Der Reiter denkt falsch. Er denkt beispielsweise „nicht so schnell“ - das Wort „nicht“ ist abstrakt und kann weder als Bild noch als Bewegung dargestellt werden. Als Bild sieht der Reiter vor seinem inneren Auge nur das „zu schnell“ was seinen Instinkten sagt „Achtung, Gefahr!“ und ihn dazu verleitet, Muskeln reflexartig anzuspannen und sich mit den Händen festzuhalten, also am Zügel zu ziehen.
Würde der Reiter denken „Langsamer“ würde er mit seinem inneren Auge die langsame Bewegung von sich und seinem Pferd sehen und dadurch automatisch seine Beckenbewegungen verlangsamen, was das Pferd als Signal wahrnimmt und langsamer wird.
3.
Der Reiter hat eine falsche Wahrnehmung seiner Körperaktionen. Er glaubt z.B. mit ruhigen Beinen zu reiten, dabei treibt er ständig unbewusst oder er glaubt, die Hände ruhig zu halten, dabei bewegen die sich automatisch mit dem Becken mit.
4.
Der Reiter kann nicht klar denken, weil Gefühle seine Gedanken zu sehr beeinflussen.

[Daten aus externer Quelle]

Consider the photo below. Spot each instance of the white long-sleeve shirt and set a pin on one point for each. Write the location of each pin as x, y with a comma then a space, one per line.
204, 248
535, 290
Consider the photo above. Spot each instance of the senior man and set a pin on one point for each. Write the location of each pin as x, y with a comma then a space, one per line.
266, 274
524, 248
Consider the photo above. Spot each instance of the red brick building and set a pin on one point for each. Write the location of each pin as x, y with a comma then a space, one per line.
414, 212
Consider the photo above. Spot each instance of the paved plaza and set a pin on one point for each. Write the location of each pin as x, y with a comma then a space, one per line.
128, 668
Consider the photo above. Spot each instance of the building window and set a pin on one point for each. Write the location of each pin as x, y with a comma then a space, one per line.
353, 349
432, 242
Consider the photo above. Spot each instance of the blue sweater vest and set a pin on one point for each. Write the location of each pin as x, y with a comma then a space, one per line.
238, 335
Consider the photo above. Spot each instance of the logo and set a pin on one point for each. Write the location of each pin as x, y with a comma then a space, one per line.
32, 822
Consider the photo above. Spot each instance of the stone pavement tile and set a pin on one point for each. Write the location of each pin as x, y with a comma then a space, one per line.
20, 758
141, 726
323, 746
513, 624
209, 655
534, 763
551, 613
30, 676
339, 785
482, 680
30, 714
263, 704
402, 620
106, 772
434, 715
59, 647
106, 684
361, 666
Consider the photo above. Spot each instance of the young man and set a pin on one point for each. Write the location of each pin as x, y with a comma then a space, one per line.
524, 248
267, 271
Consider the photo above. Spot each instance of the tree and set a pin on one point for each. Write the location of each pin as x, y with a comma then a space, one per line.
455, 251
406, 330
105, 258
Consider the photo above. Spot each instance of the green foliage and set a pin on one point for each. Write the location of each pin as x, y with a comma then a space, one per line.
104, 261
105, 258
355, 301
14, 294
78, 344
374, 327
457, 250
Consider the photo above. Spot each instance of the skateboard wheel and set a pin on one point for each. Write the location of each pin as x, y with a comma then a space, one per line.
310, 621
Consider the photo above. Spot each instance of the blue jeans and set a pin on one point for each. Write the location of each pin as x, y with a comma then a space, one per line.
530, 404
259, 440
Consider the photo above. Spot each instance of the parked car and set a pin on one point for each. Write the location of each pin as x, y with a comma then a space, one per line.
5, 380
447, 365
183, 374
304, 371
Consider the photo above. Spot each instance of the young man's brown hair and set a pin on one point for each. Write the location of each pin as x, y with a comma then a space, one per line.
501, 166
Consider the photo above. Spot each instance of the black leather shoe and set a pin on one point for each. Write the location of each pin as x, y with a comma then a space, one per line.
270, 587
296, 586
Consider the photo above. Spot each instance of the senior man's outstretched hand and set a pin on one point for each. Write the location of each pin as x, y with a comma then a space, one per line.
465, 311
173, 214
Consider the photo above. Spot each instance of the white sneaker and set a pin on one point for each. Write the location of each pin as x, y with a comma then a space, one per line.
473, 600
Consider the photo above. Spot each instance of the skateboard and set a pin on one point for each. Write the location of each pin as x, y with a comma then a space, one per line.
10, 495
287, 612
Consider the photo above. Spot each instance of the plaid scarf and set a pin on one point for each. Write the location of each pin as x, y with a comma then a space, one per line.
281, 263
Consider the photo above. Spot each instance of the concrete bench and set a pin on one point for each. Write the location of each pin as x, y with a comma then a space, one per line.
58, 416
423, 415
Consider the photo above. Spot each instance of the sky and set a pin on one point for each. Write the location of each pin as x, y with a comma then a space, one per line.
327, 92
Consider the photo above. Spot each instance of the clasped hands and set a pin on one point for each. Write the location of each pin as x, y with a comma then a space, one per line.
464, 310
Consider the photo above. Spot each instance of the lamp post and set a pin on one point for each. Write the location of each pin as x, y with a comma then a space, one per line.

„Ich habe Angst“ oder „Was denken bloß die anderen“ oder „Warum macht das Pferd jetzt nicht einfach mal was ich will“ sind beispielsweise „Gefühlsgedanken“, die auf dem Pferd völlig wertlos sind.
5.
Der Reiter kann auf dem Pferd nicht exakt agieren, weil die Muskeln die dafür kontrolliert anspannen und entspannen müssten nicht kräftig genug sind. Der Körper des Reiters wird von den Bewegungen des Pferdes zu sehr beeinflusst, der Reiter verliert sein eigenes Körpergleichgewicht, die unabhängige Bewegung einzelner Gelenke ist nicht mehr möglich.

Die Übungen des Tai chi und Qigong verhelfen dem Menschen dazu, seinen Körper besser wahr zu nehmen.

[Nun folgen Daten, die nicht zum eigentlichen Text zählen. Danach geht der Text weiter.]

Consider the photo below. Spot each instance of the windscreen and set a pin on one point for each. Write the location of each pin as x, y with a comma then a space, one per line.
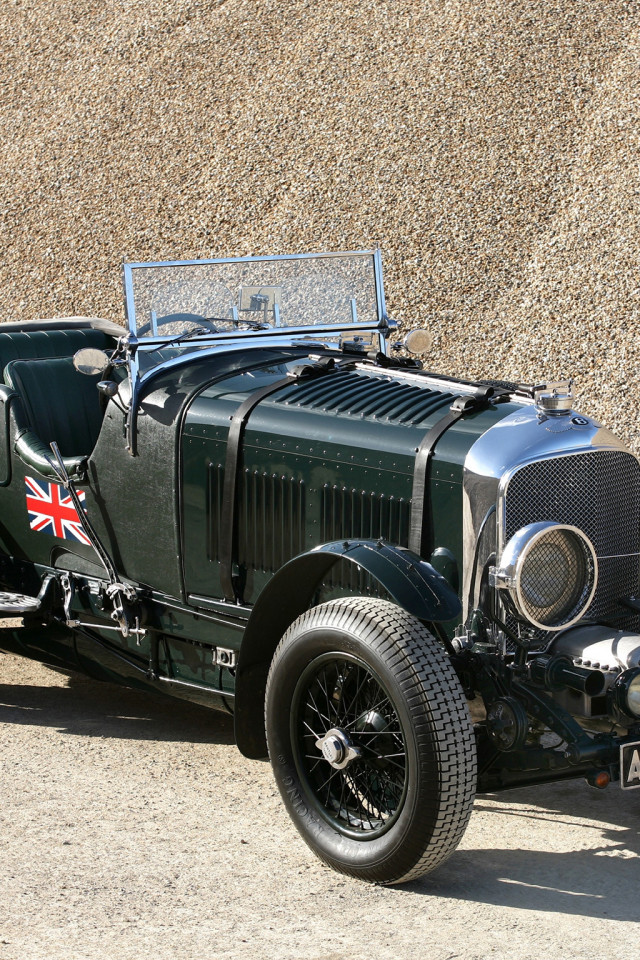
218, 296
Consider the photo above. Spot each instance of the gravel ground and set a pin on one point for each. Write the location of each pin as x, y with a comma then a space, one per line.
491, 149
131, 826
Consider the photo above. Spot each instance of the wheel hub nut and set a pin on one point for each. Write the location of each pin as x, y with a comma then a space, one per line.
337, 749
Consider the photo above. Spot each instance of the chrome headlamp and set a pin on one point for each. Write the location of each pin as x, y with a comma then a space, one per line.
549, 571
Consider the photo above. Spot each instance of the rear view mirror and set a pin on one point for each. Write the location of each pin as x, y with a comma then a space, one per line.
91, 361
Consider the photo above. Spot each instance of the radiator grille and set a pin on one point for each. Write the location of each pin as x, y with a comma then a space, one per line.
598, 492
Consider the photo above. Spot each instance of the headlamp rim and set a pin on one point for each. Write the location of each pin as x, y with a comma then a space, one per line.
513, 559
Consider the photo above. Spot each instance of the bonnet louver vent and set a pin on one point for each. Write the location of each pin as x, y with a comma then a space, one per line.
353, 394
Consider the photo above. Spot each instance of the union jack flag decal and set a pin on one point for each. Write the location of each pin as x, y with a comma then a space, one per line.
51, 510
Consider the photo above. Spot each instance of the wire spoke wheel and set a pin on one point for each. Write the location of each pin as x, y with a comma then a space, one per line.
370, 739
350, 746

Der Reiter kann sich durch veränderte Bewegungsmuster besser auf einzelne Bewegungen konzentrieren. Das Denken verändert sich. Die Haltemuskeln des Körpers werden immer kräftiger, so dass der Reiter viel angenehmer die Energie des Pferdes weich auffangen und für sich selber nutzen kann.

Meine Erfahrung:
Wenn ich direkt vor dem Reiten nur 15 Minuten Zeit investiere um einige ausgesuchte Übungen zu machen, kann ich auf dem Pferd bewusster und müheloser agieren.
Reiten wird zu einem reinen Genuss für Mensch und Pferd.